Insgesamt sind seit Beginn des Afghanistan-Einsatzes im Jahr 2002 bisher 30 deutsche Soldaten gestorben. Wenn diese Tendenz gleich bleibt, wird dieser Zahl noch viel größer.


Dieser Anstieg von Attentätern gegen die Deutsche Bundeswehr kann durch die Entscheidung des Bundestags verursacht worden sein, den Einsatz um weitere 14 Monate zu verlängern und um 1000 Mann zu erhöhen. Ab jetzt werden 4 500 deutsche Soldaten in Afghanistan stationiert sein.
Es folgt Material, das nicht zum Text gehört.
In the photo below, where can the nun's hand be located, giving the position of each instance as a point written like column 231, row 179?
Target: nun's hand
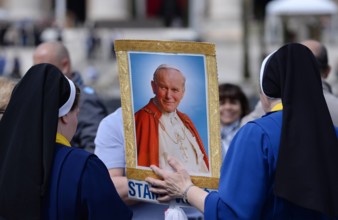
column 173, row 184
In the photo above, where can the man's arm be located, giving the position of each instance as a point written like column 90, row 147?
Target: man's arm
column 92, row 111
column 121, row 184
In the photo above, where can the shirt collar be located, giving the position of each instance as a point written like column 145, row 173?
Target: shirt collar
column 277, row 107
column 60, row 139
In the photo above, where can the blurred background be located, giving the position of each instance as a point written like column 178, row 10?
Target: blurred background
column 244, row 31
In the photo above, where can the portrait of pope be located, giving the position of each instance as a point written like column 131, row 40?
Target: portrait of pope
column 162, row 130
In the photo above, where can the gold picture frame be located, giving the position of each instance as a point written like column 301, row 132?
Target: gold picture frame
column 133, row 54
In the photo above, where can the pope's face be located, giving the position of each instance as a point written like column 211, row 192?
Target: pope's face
column 168, row 89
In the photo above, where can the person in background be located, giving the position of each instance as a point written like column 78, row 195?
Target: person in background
column 6, row 87
column 92, row 110
column 233, row 106
column 109, row 147
column 162, row 130
column 41, row 175
column 320, row 52
column 281, row 166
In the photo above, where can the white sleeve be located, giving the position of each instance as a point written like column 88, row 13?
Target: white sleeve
column 109, row 141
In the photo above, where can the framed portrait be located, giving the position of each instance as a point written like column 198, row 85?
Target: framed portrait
column 170, row 105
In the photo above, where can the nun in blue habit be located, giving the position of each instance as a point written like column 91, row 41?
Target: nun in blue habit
column 41, row 175
column 281, row 166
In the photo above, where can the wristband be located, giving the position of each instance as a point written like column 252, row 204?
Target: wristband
column 185, row 193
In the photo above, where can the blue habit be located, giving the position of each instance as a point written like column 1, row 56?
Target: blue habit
column 81, row 188
column 246, row 187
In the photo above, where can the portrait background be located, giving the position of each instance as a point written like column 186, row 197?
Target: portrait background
column 194, row 102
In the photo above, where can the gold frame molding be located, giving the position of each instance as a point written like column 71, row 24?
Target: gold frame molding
column 122, row 47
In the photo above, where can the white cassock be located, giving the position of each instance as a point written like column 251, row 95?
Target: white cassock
column 176, row 140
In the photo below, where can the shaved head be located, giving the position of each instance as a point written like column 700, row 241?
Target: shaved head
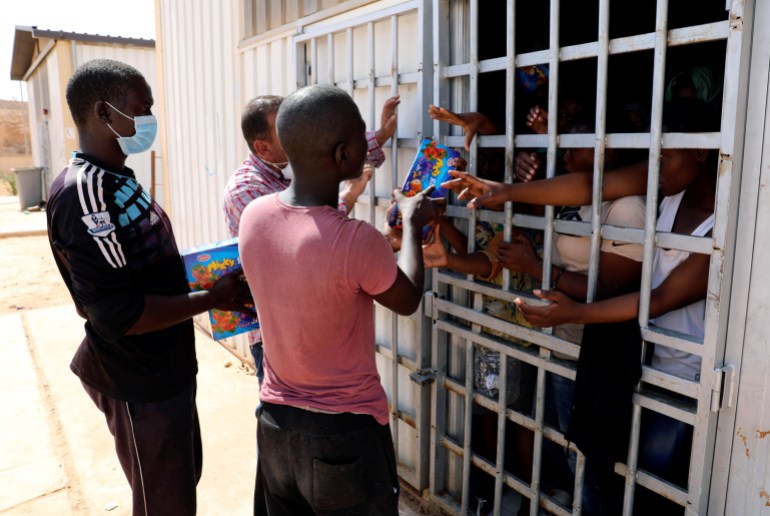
column 314, row 120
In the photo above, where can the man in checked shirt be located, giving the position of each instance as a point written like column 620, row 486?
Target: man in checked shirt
column 265, row 171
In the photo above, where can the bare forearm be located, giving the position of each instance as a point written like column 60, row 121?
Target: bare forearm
column 476, row 263
column 566, row 190
column 410, row 258
column 161, row 312
column 616, row 309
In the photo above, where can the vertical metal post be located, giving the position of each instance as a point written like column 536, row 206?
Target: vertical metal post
column 330, row 59
column 658, row 85
column 600, row 128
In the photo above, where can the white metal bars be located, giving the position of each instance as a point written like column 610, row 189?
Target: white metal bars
column 665, row 38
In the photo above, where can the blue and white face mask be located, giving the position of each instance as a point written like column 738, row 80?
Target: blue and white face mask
column 146, row 128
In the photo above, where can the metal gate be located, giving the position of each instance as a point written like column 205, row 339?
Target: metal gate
column 460, row 322
column 439, row 52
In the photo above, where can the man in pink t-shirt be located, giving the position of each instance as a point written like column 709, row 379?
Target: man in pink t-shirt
column 323, row 436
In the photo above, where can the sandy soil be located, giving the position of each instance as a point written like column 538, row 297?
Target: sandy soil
column 29, row 276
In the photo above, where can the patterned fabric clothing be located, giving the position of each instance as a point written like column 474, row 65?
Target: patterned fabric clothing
column 487, row 362
column 255, row 178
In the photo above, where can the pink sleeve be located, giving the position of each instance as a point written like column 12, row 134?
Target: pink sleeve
column 376, row 157
column 372, row 264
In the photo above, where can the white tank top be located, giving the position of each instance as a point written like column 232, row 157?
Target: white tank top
column 690, row 319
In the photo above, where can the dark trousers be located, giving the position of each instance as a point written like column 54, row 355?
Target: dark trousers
column 326, row 464
column 159, row 448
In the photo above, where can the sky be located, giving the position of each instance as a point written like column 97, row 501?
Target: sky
column 127, row 18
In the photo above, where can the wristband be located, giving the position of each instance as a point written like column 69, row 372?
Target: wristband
column 341, row 206
column 558, row 275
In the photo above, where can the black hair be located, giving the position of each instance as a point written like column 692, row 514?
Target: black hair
column 254, row 118
column 689, row 115
column 313, row 120
column 99, row 79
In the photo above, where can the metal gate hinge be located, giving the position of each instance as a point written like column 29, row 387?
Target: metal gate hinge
column 724, row 389
column 424, row 376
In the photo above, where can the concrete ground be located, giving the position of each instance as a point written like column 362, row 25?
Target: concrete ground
column 56, row 454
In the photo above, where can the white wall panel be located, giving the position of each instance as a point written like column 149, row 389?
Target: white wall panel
column 203, row 97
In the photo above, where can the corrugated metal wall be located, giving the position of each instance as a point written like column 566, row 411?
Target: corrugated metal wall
column 208, row 78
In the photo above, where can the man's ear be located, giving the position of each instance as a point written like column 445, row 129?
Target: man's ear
column 102, row 112
column 262, row 149
column 341, row 154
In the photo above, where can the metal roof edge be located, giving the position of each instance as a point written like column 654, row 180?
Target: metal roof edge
column 92, row 38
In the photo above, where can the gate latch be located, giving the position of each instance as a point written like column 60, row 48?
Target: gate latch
column 424, row 376
column 724, row 392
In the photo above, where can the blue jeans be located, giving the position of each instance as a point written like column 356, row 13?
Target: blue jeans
column 559, row 394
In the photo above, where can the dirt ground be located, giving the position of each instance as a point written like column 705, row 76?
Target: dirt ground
column 29, row 278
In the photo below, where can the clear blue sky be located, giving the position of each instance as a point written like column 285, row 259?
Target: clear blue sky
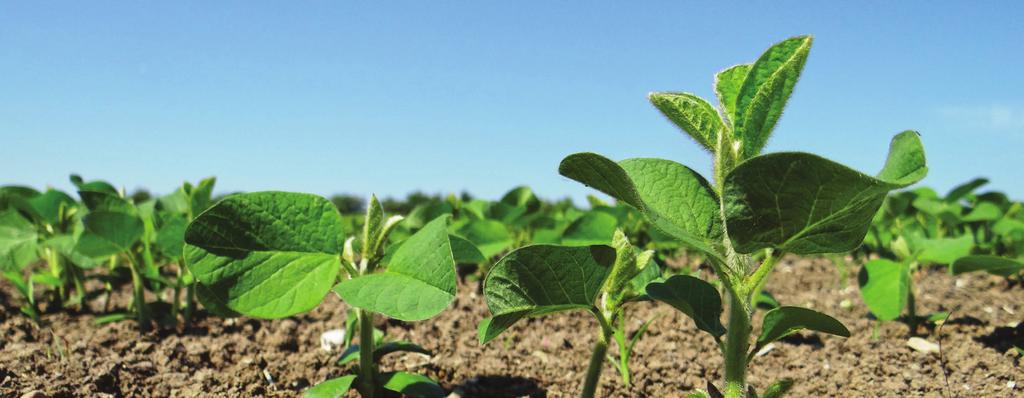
column 443, row 96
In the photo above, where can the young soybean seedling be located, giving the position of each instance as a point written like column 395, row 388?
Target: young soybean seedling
column 759, row 204
column 271, row 255
column 541, row 279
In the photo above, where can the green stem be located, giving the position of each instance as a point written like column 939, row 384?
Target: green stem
column 368, row 368
column 596, row 362
column 911, row 311
column 138, row 295
column 736, row 344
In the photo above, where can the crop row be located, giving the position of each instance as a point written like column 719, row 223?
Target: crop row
column 272, row 255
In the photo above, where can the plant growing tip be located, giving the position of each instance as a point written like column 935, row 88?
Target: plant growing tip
column 271, row 255
column 759, row 204
column 541, row 279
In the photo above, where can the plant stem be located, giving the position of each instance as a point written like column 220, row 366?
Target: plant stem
column 138, row 295
column 736, row 345
column 368, row 368
column 596, row 362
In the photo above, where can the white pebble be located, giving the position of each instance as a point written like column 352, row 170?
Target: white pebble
column 922, row 345
column 333, row 340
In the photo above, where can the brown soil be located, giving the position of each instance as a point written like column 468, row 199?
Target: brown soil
column 70, row 356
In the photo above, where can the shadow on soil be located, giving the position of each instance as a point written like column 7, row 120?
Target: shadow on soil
column 499, row 387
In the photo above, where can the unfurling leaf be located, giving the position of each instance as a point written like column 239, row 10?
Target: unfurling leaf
column 804, row 204
column 266, row 255
column 418, row 283
column 540, row 279
column 694, row 298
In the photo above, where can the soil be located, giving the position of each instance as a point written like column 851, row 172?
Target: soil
column 70, row 356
Wie viele von Ihnen gesund nach Hause kommen, ist unklar.


Deutschland führt Krieg. Jeder Krieg hat seine Opfer. Das bedeutet, dass deutsche Soldaten weiter sterben werden, solange sie am Hindukush sind.


Auf der anderen Seite sind deutsche Bürger auch in ihrer Heimat nicht sicher. Deutschland beteiligt sich am Krieg gegen den internationalen Terrorismus. Das bedeutet, dass sein Gegner schon längst international geworden ist. Der nächste Anschlag kann möglicherweise nicht gegen in Afghanistan stationierte Soldaten stattfinden, sondern direkt in Deutschland gegen die Zivilbevölkerung.
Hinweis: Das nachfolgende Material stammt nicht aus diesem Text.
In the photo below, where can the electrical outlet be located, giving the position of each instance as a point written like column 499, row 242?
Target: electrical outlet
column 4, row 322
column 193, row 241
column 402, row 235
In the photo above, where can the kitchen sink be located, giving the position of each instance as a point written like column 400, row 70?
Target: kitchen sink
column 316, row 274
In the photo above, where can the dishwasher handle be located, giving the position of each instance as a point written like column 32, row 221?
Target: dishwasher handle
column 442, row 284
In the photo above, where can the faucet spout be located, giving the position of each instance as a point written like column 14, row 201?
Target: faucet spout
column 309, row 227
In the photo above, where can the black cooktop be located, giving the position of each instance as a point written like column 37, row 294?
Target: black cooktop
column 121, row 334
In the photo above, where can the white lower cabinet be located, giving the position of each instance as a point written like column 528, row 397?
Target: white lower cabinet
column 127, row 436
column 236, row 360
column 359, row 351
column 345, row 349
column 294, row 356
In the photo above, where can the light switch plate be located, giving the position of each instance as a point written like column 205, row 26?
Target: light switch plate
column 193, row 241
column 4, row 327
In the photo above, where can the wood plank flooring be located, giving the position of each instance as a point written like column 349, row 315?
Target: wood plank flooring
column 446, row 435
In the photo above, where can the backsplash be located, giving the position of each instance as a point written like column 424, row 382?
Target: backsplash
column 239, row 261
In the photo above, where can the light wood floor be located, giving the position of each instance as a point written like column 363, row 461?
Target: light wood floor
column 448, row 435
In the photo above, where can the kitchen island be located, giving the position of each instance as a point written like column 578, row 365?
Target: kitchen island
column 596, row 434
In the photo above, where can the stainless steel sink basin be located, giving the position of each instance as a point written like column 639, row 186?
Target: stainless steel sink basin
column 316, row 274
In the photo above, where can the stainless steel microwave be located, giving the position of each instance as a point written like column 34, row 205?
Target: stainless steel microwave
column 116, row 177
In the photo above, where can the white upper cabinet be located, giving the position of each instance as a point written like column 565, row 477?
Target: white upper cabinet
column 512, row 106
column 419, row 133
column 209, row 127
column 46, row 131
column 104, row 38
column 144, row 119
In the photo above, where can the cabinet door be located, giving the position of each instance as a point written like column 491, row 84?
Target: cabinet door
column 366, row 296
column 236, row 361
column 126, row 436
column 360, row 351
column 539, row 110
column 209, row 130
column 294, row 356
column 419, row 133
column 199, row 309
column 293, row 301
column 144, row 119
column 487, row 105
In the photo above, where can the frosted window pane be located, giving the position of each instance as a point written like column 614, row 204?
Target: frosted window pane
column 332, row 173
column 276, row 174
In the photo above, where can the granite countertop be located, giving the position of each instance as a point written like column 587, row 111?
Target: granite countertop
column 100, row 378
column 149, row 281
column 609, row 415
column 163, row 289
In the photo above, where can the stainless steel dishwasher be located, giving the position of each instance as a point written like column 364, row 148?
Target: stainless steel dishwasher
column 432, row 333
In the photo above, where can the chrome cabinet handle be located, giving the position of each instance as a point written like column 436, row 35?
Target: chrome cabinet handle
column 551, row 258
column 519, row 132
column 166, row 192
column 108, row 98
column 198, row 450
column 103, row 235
Dass eine solche Gefahr besteht, kann man auf jedem Bahnhof deutlich sehen. Dutzende von Anzeigen "Terrorgefahr" mit den Bildern von Terroristen sind der direkte Beweis, dass die Deutschen selbst mögliches Ziel von Terroristen sind.


Das tragischste an dieser Situation ist, dass die deutsche Bevölkerung diesen Krieg mehrheitlich ablehnt. Laut einer Umfrage des Meinungsforschungs-Instituts Emnid halten 68 Prozent der Befragten den Einsatz in Afghanistan für falsch. Nur 29 Prozent finden ihn richtig.
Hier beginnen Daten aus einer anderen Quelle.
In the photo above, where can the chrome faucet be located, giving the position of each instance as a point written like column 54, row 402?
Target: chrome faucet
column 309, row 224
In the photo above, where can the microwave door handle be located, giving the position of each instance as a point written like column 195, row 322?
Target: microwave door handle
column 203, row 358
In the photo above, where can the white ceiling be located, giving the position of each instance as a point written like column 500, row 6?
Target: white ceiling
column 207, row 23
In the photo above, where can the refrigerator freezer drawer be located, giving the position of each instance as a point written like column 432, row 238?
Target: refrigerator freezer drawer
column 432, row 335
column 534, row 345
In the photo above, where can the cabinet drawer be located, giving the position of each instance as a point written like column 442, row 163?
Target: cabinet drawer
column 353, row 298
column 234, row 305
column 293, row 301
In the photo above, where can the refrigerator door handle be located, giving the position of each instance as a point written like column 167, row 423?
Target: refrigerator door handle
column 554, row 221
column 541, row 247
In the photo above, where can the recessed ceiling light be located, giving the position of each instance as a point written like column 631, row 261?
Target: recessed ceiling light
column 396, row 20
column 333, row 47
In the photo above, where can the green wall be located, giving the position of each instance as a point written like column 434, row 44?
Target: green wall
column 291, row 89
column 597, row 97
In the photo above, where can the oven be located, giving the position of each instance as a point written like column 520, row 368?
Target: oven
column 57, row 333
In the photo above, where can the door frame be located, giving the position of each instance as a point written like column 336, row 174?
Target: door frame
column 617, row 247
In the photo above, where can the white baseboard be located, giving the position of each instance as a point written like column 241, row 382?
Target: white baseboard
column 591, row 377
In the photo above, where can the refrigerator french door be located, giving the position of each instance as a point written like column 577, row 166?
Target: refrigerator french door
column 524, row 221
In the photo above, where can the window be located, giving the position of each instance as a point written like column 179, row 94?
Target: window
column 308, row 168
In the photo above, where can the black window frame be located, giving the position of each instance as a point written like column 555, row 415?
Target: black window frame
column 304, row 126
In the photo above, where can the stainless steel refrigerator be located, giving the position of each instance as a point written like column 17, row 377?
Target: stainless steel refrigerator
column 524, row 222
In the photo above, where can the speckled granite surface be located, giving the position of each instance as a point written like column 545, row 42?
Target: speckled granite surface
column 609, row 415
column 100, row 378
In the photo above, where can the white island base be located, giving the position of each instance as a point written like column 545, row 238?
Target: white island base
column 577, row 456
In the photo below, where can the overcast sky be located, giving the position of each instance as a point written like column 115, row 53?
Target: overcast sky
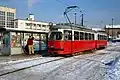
column 95, row 11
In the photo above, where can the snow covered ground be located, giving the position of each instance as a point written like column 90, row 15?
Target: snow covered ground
column 102, row 65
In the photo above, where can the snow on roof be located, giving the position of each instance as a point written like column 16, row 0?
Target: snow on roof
column 98, row 29
column 114, row 26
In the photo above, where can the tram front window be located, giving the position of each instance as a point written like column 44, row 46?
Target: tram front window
column 56, row 36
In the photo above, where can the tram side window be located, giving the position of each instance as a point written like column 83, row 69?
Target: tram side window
column 81, row 36
column 92, row 36
column 98, row 37
column 16, row 41
column 56, row 36
column 86, row 36
column 76, row 35
column 67, row 35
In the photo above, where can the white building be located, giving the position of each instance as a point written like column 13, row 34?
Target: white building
column 30, row 23
column 7, row 16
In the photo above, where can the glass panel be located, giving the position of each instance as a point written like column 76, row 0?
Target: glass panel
column 86, row 36
column 15, row 39
column 56, row 36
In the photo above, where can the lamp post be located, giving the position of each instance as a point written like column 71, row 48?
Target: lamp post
column 75, row 17
column 112, row 27
column 68, row 9
column 82, row 22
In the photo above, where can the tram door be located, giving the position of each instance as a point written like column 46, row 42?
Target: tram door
column 43, row 43
column 5, row 43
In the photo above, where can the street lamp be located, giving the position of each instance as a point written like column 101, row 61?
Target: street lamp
column 68, row 9
column 112, row 27
column 75, row 17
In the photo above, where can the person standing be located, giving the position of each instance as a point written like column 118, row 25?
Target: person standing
column 30, row 44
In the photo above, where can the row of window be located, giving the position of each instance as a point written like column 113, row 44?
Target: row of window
column 2, row 17
column 29, row 24
column 102, row 37
column 10, row 14
column 2, row 22
column 78, row 36
column 2, row 12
Hier stellt sich die Frage: Wenn die Mehrheit der Bevölkerung gegen den Einsatz ist und der Bundestag trotzdem für seine Verlängerung stimmt, kann Deutschland dann weiterhin als demokratische Gesellschaft betrachtet werden?


Die Bundesregierung und Ihre Verbündeten begründen Militär-Einsätze mit einer angeblichen Demokratisierung von Drittstaaten, während im eigenen Land die Meinung der Bevölkerung keinen wirklichen Wert für die politischen Entscheidungen hat.